Colorado’s Bill Ritter is probably Big Labor’s favorite governor these days because last week he asked “howhigh” when the union bosses told him to jump on extending collective-bargaining rights to state government employees.

Ritter responded by signing an executive order, thus effectively going around the state legislature. With Ritter’s government by fiat, the bosses don’t have to waste any more time or dues money trying to persuade legislators who answer to taxpayers to let the unions take over Colorado’s 32,000-employee state bureaucracy.

Now, even the liberal Denver Post is calling Ritter a modern-day “Jimmy Hoffa,” a “toady to labor bosses” and “a bag man for unions and special interests.” And that was just in the introductory paragraphs of a rare front-page editorial by the Post last Sunday.

Nobody should be surprised by this development because Big Labor and its obedient subjects in the national Democratic Party have decided to make Colorado the showcase for their campaign-imaging plans for the nation.

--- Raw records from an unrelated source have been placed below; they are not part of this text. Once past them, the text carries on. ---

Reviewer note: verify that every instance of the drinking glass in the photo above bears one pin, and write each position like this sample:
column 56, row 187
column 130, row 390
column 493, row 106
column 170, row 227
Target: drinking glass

Just as the bosses have been pushing hard on Democrats in Congress to pass the so-called “Employee Free Choice” legislation that would deprive workers nationwide of the right to a secret ballot in union representation elections, so have they been pushing Ritter to clear the decks for the 2008 Democratic National Convention in Colorado.

Ritter disappointed them earlier this year by vetoing their pet bill to abolish secret-ballot votes to decide how union dues are assessed. The new Ritter executive order is his way of getting back in the union bosses’ good graces.

No matter that it meant throwing overboard his promise to be a governor who brought business and labor, Democrats and Republicans, together at the same table.

Denver was selected for the convention because Ritter supposedly exemplified the practical-minded, action-oriented approach to state government the Democratic Party hopes to project on the national level.

Ritter was thus a key element of the national Democrats’ plan to position their party and candidates in the 2008 presidential campaign as voices of moderation and efficiency. Instead, Ritter now has exposed the party as beholden to Big Labor and government bureaucrats.

In other words, as the Post put it, Ritter’s previous promises of moderation were “nothing more than a sham,” and he “has squandered his future in order to keep his backroom promises to a few union

bosses.”

Actually, the union bosses never went away; the Democrats just managed to keep them hidden. Ritter’s executive order shows it’s business as usual with the Democrats.